Title: 

APD 033023

Significant Decision

Date: 

December 30, 2003

Issues: 

SIBS-5th Quarter

Table of Contents

APD 033023

This appeal arises pursuant to the Texas Workers’ Compensation Act, TEX. LAB. CODE ANN. § 401.001 et seq. (1989 Act). A contested case hearing was held on October 13, 2003. The hearing officer determined that the appellant (claimant) is not entitled to supplemental income benefits (SIBs) for the fifth quarter, July 12 through October 10, 2003. The claimant appeals, asserting that the narrative from her treating doctor, Dr. M, and the records of her psychologist, Dr. R, establish that she has no ability to work, that the report of the required medical examination (RME) doctor, Dr. B, does not assess the full extent of the claimant’s compensable injury, and that portions of the videotapes from surveillance of the claimant are from too far outside the qualifying period to be relevant to the dispute. The respondent (carrier) responds, urging affirmance.

DECISION

Affirmed.

Eligibility criteria for SIBs entitlement are set forth in Section 408.142(a) and Tex. W.C. Comm’n, 28 TEX. ADMIN. CODE § 130.102 (Rule 130.102).
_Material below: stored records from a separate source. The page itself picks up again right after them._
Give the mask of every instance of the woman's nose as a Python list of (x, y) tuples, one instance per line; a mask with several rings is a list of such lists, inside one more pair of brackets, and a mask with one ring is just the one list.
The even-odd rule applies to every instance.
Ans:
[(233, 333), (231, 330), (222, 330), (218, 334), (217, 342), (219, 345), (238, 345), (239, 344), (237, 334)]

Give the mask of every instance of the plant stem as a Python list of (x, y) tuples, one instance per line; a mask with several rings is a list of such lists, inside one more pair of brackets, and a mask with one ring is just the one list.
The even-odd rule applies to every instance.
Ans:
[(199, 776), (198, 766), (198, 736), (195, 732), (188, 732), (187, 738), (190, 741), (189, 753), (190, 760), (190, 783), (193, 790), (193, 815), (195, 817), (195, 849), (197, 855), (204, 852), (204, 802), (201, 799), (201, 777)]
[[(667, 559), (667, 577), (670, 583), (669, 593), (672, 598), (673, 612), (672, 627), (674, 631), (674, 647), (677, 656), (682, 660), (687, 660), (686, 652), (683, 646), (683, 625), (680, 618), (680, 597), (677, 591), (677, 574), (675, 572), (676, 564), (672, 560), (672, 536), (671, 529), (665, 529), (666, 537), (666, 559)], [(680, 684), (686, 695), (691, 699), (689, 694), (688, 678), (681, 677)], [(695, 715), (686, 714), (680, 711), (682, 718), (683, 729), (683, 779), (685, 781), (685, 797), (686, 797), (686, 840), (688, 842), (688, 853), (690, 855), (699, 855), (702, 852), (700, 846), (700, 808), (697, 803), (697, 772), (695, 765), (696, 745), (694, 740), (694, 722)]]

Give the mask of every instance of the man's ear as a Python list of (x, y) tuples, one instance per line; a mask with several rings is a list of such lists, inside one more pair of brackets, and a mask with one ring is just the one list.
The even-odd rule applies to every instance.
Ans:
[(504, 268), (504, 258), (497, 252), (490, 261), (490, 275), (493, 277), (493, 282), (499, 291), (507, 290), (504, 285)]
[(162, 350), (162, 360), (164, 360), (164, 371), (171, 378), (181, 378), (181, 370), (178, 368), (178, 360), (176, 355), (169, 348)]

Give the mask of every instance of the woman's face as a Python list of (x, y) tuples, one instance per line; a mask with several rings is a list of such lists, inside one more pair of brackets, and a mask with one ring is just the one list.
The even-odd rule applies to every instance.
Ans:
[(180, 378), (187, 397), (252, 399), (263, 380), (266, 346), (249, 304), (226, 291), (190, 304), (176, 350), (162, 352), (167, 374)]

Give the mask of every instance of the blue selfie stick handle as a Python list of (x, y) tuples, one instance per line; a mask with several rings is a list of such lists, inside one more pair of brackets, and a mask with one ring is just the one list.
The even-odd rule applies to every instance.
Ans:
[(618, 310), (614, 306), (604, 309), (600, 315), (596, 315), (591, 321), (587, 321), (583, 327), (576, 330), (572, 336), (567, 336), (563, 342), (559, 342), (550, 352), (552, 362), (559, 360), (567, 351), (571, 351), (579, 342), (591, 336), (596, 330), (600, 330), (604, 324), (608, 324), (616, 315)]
Rule 130.102(d)(4) provides that an injured employee has made a good faith effort to obtain employment commensurate with the employee’s ability to work if the employee has been unable to perform any type of work in any capacity, has provided a narrative report from a doctor which specifically explains how the injury causes a total inability to work, and no other records show that the injured employee is able to return to work. The claimant contended that she had no ability to work during the qualifying period for the fifth quarter. Even though the hearing officer found that the evidence submitted by the claimant was sufficient to show that the claimant was unable to perform any type of work in any capacity, and that Dr. M provided the requisite narrative, the hearing officer went on to find that the medical report from the RME doctor and the surveillance video reports show that the claimant is able to return to work. As to the claimant’s complaints about the relevance of portions of the surveillance videotapes, we have previously recognized that evidence from outside of the qualifying period is admissible and can be considered by the hearing officer. If anything, the fact that the evidence is remote in time from the qualifying period affects the weight and not the admissibility of the evidence. We perceive no error.
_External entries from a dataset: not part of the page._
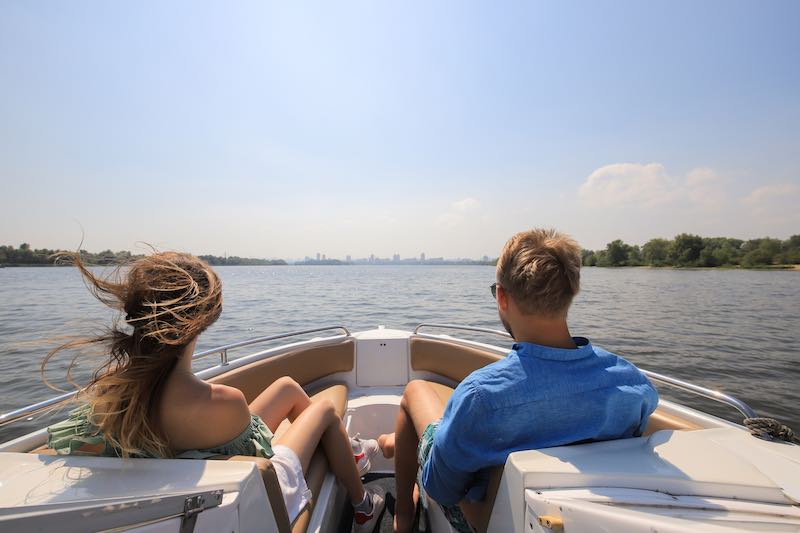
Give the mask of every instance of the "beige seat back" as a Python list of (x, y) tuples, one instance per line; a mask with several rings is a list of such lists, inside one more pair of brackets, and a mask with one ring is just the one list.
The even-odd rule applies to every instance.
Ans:
[(308, 385), (337, 372), (350, 372), (354, 362), (355, 341), (348, 338), (336, 344), (298, 348), (283, 355), (254, 361), (210, 378), (208, 382), (236, 387), (244, 393), (248, 402), (252, 402), (280, 377), (291, 376), (300, 385)]
[(411, 368), (433, 372), (460, 383), (465, 377), (502, 356), (439, 339), (411, 337)]

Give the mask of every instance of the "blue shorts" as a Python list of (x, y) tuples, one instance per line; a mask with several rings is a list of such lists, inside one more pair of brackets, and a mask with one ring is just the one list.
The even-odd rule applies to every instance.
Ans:
[[(422, 465), (425, 464), (431, 453), (433, 437), (436, 435), (436, 430), (439, 428), (439, 422), (440, 420), (437, 420), (425, 427), (425, 431), (422, 432), (422, 436), (419, 438), (419, 446), (417, 446), (417, 463), (420, 465), (419, 470), (417, 470), (417, 484), (419, 485), (422, 505), (426, 509), (428, 508), (428, 496), (425, 494), (425, 489), (422, 485)], [(469, 525), (469, 522), (467, 522), (464, 513), (461, 512), (461, 508), (458, 505), (439, 505), (439, 507), (442, 508), (444, 516), (447, 517), (447, 521), (450, 522), (450, 525), (453, 526), (453, 529), (458, 531), (458, 533), (474, 533), (472, 526)]]

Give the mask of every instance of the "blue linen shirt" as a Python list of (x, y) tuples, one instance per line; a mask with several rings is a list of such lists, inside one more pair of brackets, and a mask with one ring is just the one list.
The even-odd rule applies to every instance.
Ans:
[(641, 435), (658, 405), (653, 385), (625, 359), (573, 340), (576, 349), (516, 343), (458, 385), (422, 466), (434, 500), (483, 499), (485, 469), (515, 451)]

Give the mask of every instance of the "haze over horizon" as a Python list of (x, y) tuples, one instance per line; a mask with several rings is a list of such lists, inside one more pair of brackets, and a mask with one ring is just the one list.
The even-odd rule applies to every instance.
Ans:
[(0, 4), (0, 244), (800, 233), (800, 3)]

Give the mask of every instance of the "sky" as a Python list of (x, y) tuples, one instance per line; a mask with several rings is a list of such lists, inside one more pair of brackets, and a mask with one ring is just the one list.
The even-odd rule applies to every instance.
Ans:
[(0, 244), (800, 233), (800, 2), (0, 3)]

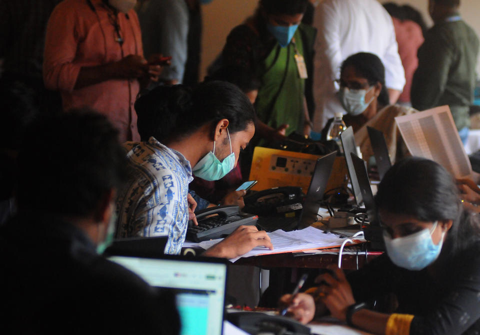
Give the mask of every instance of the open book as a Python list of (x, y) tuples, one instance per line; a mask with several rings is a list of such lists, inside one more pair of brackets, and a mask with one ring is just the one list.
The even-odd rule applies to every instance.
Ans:
[(442, 165), (456, 178), (471, 178), (470, 160), (448, 106), (398, 116), (395, 121), (410, 153)]

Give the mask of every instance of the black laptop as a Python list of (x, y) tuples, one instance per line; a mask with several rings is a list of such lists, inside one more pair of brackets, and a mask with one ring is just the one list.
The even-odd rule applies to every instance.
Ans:
[(348, 176), (350, 177), (350, 183), (352, 184), (352, 188), (354, 191), (354, 196), (356, 204), (360, 206), (363, 198), (362, 196), (362, 192), (358, 186), (358, 182), (356, 180), (356, 175), (355, 174), (355, 169), (354, 163), (352, 161), (351, 154), (356, 154), (356, 144), (355, 143), (355, 137), (354, 136), (354, 129), (352, 126), (348, 127), (340, 134), (340, 139), (342, 140), (342, 145), (344, 148), (344, 153), (345, 154), (345, 161), (346, 162), (346, 168), (348, 170)]
[(180, 335), (222, 335), (226, 260), (140, 252), (120, 252), (108, 259), (136, 273), (152, 286), (175, 293)]
[(362, 225), (362, 230), (364, 232), (365, 239), (370, 242), (370, 247), (372, 250), (384, 250), (385, 246), (382, 236), (383, 231), (376, 217), (375, 201), (366, 171), (366, 162), (355, 154), (350, 154), (350, 158), (370, 221), (370, 224)]
[(367, 127), (368, 132), (368, 137), (370, 138), (370, 143), (372, 149), (375, 156), (375, 161), (376, 162), (376, 168), (378, 170), (378, 176), (380, 180), (382, 180), (386, 171), (392, 167), (392, 162), (390, 160), (390, 155), (388, 153), (388, 148), (386, 146), (386, 141), (384, 133), (374, 128)]

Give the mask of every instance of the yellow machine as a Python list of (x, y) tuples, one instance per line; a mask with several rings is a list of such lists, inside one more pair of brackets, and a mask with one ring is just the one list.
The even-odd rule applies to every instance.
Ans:
[[(250, 180), (258, 182), (252, 189), (260, 191), (272, 187), (298, 186), (306, 193), (316, 160), (320, 157), (256, 147), (254, 151)], [(346, 175), (344, 157), (336, 157), (326, 191), (345, 186)]]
The hearing officer is the sole judge of the weight and credibility of the evidence (Section 410.165(a)) and, as the trier of fact, resolves the conflicts and inconsistencies in the evidence (Garza v. Commercial Insurance Company of Newark, New Jersey, 508 S.W.2d 701 (Tex. Civ. App.-Amarillo 1974, no writ)). This is equally true regarding medical evidence. Texas Employers Insurance Association v. Campos, 666 S.W.2d 286 (Tex. App.-Houston [14th Dist.] 1984, no writ). We are satisfied that the challenged SIBs determination of the hearing officer is not so against the great weight and preponderance of the evidence as to be clearly wrong or manifestly unjust. Cain v. Bain, 709 S.W.2d 175, 176 (Tex. 1986); In re King’s Estate, 150 Tex. 662, 244 S.W.2d 660 (1951).
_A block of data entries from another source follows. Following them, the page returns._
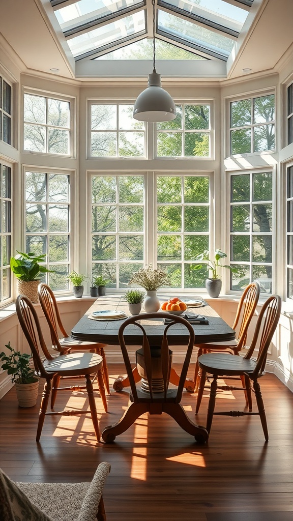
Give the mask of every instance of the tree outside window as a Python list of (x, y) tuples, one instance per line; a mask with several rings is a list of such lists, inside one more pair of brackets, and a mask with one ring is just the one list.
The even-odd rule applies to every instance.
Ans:
[(69, 102), (25, 94), (23, 118), (25, 150), (69, 155)]
[(230, 106), (230, 153), (274, 150), (275, 95), (233, 102)]

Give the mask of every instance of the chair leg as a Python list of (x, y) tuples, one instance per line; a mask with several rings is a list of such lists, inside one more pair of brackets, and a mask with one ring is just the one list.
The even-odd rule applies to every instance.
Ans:
[(45, 382), (45, 385), (44, 386), (44, 389), (43, 390), (43, 394), (42, 396), (42, 400), (41, 401), (41, 408), (40, 409), (40, 413), (39, 415), (39, 422), (38, 424), (38, 428), (36, 429), (36, 437), (35, 438), (36, 441), (39, 441), (40, 438), (41, 438), (41, 434), (42, 432), (42, 429), (43, 428), (43, 425), (44, 425), (45, 416), (46, 414), (47, 408), (48, 407), (48, 404), (49, 403), (49, 398), (50, 397), (51, 392), (51, 380), (46, 380)]
[(105, 354), (105, 351), (104, 350), (104, 348), (99, 348), (99, 353), (103, 358), (103, 378), (104, 380), (104, 383), (105, 384), (105, 387), (106, 388), (106, 390), (108, 394), (110, 394), (110, 386), (109, 384), (109, 374), (108, 373), (108, 366), (107, 365), (107, 361), (106, 359), (106, 355)]
[(215, 410), (215, 404), (216, 403), (216, 395), (217, 394), (217, 375), (214, 375), (213, 381), (211, 384), (211, 390), (210, 391), (210, 400), (209, 400), (209, 405), (207, 406), (207, 417), (206, 418), (206, 430), (210, 433), (212, 423), (213, 421), (213, 415)]
[(99, 385), (99, 389), (100, 390), (100, 394), (101, 395), (101, 398), (102, 398), (102, 401), (103, 402), (103, 405), (104, 405), (104, 408), (105, 409), (105, 412), (108, 412), (108, 404), (107, 403), (107, 399), (106, 398), (106, 393), (105, 392), (105, 387), (104, 385), (104, 379), (103, 378), (103, 369), (100, 369), (99, 371), (97, 371), (96, 378), (97, 380), (97, 383)]
[(260, 386), (257, 380), (253, 380), (253, 389), (254, 390), (254, 392), (255, 393), (255, 399), (257, 400), (257, 404), (259, 410), (259, 414), (260, 415), (261, 418), (262, 430), (263, 430), (263, 433), (264, 435), (264, 438), (266, 441), (268, 441), (268, 431), (267, 430), (267, 424), (266, 423), (264, 405), (261, 392)]
[(57, 391), (58, 391), (58, 388), (59, 387), (60, 378), (61, 377), (58, 375), (54, 375), (53, 377), (52, 393), (51, 394), (51, 409), (53, 408), (55, 405), (56, 397), (57, 396)]
[(201, 369), (201, 375), (200, 377), (200, 381), (199, 383), (199, 390), (198, 393), (198, 398), (197, 400), (197, 405), (196, 407), (196, 414), (197, 414), (199, 408), (200, 407), (200, 404), (201, 403), (201, 400), (202, 399), (202, 395), (203, 394), (203, 391), (204, 389), (204, 384), (205, 383), (205, 381), (206, 380), (206, 375), (205, 371), (204, 371), (203, 369)]
[(93, 384), (92, 383), (90, 375), (86, 375), (86, 379), (87, 380), (87, 392), (88, 393), (88, 396), (89, 397), (89, 404), (90, 405), (90, 409), (91, 411), (91, 416), (92, 417), (96, 440), (99, 442), (101, 436), (100, 435), (100, 429), (99, 428), (97, 414), (96, 412), (96, 407), (95, 406)]
[(200, 356), (200, 355), (202, 354), (203, 351), (203, 350), (202, 348), (199, 348), (199, 350), (198, 351), (198, 354), (197, 354), (197, 361), (196, 362), (196, 367), (195, 367), (195, 369), (194, 369), (194, 379), (193, 379), (194, 380), (194, 386), (195, 386), (195, 387), (194, 387), (194, 392), (197, 392), (197, 390), (198, 390), (198, 389), (199, 388), (199, 358)]

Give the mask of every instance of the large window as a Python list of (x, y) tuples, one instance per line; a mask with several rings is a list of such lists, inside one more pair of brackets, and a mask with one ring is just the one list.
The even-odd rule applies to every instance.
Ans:
[(230, 177), (230, 265), (232, 290), (252, 281), (272, 292), (273, 238), (275, 221), (272, 172), (233, 174)]
[(0, 163), (0, 302), (11, 296), (11, 168)]
[(209, 104), (177, 105), (175, 119), (157, 123), (157, 156), (210, 157), (210, 112)]
[(69, 155), (70, 105), (68, 101), (25, 93), (24, 150)]
[(275, 149), (275, 95), (230, 104), (230, 153)]
[(210, 184), (206, 175), (92, 175), (93, 276), (125, 288), (153, 264), (172, 288), (204, 287), (207, 271), (194, 271), (193, 261), (209, 249)]
[(133, 119), (133, 105), (92, 102), (90, 137), (92, 157), (144, 157), (145, 130), (142, 121)]
[(65, 173), (26, 172), (26, 251), (46, 254), (43, 274), (55, 291), (69, 289), (70, 176)]
[(0, 139), (11, 144), (11, 88), (0, 76)]
[(293, 166), (287, 171), (287, 296), (293, 299)]

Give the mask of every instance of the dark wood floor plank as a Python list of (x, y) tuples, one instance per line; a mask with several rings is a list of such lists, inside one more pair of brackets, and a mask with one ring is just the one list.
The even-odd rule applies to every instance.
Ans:
[[(124, 373), (121, 366), (109, 369), (112, 383)], [(191, 367), (190, 376), (192, 372)], [(19, 408), (13, 389), (0, 401), (0, 466), (16, 481), (75, 482), (90, 481), (99, 463), (108, 461), (108, 521), (182, 521), (187, 516), (192, 521), (273, 521), (272, 513), (274, 521), (291, 521), (293, 395), (273, 375), (267, 374), (261, 384), (268, 443), (258, 416), (215, 416), (204, 445), (165, 414), (143, 415), (109, 445), (96, 443), (90, 415), (47, 417), (38, 444), (38, 407)], [(39, 394), (39, 406), (41, 388)], [(128, 394), (112, 390), (108, 414), (95, 395), (102, 431), (121, 416)], [(56, 406), (87, 406), (83, 393), (69, 396), (59, 393)], [(196, 416), (196, 395), (184, 391), (187, 414), (204, 425), (208, 400)], [(241, 392), (216, 400), (218, 410), (244, 406)]]

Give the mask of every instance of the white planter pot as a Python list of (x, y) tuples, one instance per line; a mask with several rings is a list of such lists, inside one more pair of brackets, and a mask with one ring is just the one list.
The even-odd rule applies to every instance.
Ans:
[(153, 313), (160, 309), (160, 300), (156, 291), (146, 291), (146, 296), (143, 301), (143, 307), (146, 313)]
[(39, 380), (32, 383), (15, 383), (19, 407), (33, 407), (36, 403)]

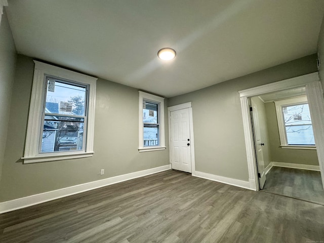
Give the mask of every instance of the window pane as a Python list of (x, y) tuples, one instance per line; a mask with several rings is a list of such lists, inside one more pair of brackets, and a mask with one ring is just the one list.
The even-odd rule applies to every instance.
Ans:
[(41, 152), (83, 150), (84, 123), (53, 120), (44, 121)]
[(308, 104), (283, 106), (286, 125), (311, 124)]
[(143, 122), (144, 123), (158, 123), (157, 119), (158, 106), (158, 104), (143, 101)]
[(144, 146), (158, 146), (158, 125), (144, 125)]
[(315, 145), (308, 104), (282, 107), (289, 145)]
[(315, 145), (313, 127), (311, 125), (286, 127), (286, 130), (289, 145)]
[(87, 89), (47, 77), (46, 113), (85, 115)]

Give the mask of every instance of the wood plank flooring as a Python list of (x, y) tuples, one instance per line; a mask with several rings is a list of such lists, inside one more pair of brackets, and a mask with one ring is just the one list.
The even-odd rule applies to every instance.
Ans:
[(319, 171), (273, 167), (263, 190), (324, 206), (324, 190)]
[(324, 206), (175, 171), (0, 215), (6, 243), (323, 241)]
We affirm the decision and order of the hearing officer.

The true corporate name of the insurance carrier is AMERICAN HOME ASSURANCE COMPANY and the name and address of its registered agent for service of process is

MR. JIM MALLOY

AMERICAN INTERNATIONAL GROUP

8144 WALNUT HILL LANE, SUITE 1600

DALLAS, TEXAS 75231.

Michael B. McShane

Appeals Panel

Manager-Judge

CONCUR:

Edward Vilano – Appeals Judge

CONCURRING OPINION:

While I do not understand Finding of Fact No. 3, wherein the hearing officer finds that the claimant has been unable to perform any type of work in any capacity, but also finds that the claimant is able to return to work, I can concur in the affirmance based on the hearing officer’s Finding of Fact No. 2.c., that during the qualifying period for the fifth quarter, the claimant did not make a good faith effort to obtain employment commensurate with her ability to work, which indicates that the hearing officer ultimately determined that the claimant was able to work during the relevant qualifying period. Because the hearing officer found that other records show that the claimant is able to return to work, and that finding is supported by sufficient evidence, the finding that the claimant has been unable to perform any type of work in any capacity is untenable and should not have been made.